Lors de la journée de formation concernant le permis d’exploitation, j’ai d’ailleurs rencontré d’autres propriétaires de chambres d’hôtes, implantés à Castirla. Nous avons immédiatement sympathisé, et je leur ai donné quelques tuyaux concernant le fonctionnement d’une table d’hôtes…  Selon moi, dans ce milieu, le partage est essentiel. Mieux ce métier est exercé par tout le monde, mieux la profession s’en porte.

Avez-vous une anecdote à nous raconter ?

J’ai deux ou trois anecdotes qui me viennent à l’esprit. À commencer par l’année dernière.
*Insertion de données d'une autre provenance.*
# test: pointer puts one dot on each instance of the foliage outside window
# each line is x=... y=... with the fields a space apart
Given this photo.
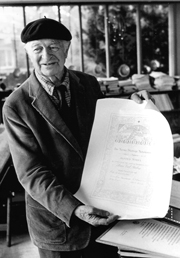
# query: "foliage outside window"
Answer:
x=122 y=47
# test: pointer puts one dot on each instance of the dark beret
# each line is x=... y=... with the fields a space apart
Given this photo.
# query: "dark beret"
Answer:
x=45 y=28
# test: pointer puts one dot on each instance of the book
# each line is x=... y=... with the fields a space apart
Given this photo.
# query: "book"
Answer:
x=149 y=237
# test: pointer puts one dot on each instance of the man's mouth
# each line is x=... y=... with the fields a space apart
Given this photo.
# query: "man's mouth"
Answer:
x=49 y=64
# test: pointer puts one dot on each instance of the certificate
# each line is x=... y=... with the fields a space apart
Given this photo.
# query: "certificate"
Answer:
x=129 y=163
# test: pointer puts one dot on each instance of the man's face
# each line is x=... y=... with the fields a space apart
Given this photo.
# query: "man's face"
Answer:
x=47 y=56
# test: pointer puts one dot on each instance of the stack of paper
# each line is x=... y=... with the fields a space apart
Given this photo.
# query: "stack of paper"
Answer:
x=144 y=238
x=109 y=85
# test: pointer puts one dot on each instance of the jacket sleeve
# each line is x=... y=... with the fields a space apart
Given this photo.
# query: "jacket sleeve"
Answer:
x=33 y=173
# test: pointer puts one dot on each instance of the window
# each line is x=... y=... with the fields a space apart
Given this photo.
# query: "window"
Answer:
x=105 y=38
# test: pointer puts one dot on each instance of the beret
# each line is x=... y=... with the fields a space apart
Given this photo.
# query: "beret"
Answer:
x=45 y=28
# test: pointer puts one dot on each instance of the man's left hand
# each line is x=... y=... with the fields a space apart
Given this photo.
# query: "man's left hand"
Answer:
x=139 y=96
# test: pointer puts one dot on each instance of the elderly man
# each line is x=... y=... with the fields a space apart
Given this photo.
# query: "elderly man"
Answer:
x=48 y=120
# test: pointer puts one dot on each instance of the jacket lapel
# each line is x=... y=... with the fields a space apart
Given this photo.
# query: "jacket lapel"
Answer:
x=42 y=103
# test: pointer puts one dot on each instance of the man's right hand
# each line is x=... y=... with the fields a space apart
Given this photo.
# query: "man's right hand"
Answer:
x=94 y=216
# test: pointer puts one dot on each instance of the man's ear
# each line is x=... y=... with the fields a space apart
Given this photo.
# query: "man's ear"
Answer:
x=67 y=49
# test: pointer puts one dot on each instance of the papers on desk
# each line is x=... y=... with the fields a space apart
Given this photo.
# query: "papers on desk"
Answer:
x=129 y=154
x=151 y=238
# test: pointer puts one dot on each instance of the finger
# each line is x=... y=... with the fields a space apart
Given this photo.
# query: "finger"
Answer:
x=100 y=213
x=135 y=97
x=97 y=221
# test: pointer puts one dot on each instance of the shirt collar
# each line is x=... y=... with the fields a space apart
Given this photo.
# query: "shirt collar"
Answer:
x=49 y=85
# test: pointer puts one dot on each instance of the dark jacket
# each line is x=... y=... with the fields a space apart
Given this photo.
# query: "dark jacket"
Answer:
x=49 y=161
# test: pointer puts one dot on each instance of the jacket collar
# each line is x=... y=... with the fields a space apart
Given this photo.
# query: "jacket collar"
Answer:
x=42 y=103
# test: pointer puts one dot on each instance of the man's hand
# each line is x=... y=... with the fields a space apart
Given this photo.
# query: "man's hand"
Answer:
x=141 y=95
x=94 y=216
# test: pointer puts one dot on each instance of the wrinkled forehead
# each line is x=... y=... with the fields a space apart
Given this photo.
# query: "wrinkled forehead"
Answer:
x=42 y=42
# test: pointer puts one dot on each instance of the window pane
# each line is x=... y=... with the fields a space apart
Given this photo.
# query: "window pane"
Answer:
x=154 y=25
x=13 y=68
x=94 y=40
x=70 y=18
x=122 y=38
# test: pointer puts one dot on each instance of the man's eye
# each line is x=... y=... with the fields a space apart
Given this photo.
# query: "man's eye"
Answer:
x=54 y=48
x=37 y=50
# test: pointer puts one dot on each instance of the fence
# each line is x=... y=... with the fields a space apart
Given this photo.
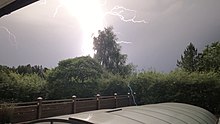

J’avais deux couples de vacanciers chez moi, dont l’un d’eux qui était féru de chasse en Sologne. A l’origine ils n’avaient pas prévu de manger chez moi car ils dégustaient leur sanglier de l’autre côté ; mais un soir, en voyant le repas des autres, ils ont commandé un repas pour le lendemain soir. Résultat, ils ont dîné chez moi tous les soirs et ce, alors que je proposais de la cuisine loin de leurs plats de prédilection. En riant, j’ai même dit aux clients qu’il n’y avait ni œuf, ni fromage, ni produits laitiers.

Par ailleurs, j’ai eu l’occasion d’avoir comme clients des bénévoles de l’association L214. Ce sont des personnes qui filment le procédé utilisé dans les abattoirs. Ce fut des rencontres extraordinaires et c’est un véritable honneur d’avoir eu des hôtes comme eux, car ils effectuent un travail d’information impressionnant.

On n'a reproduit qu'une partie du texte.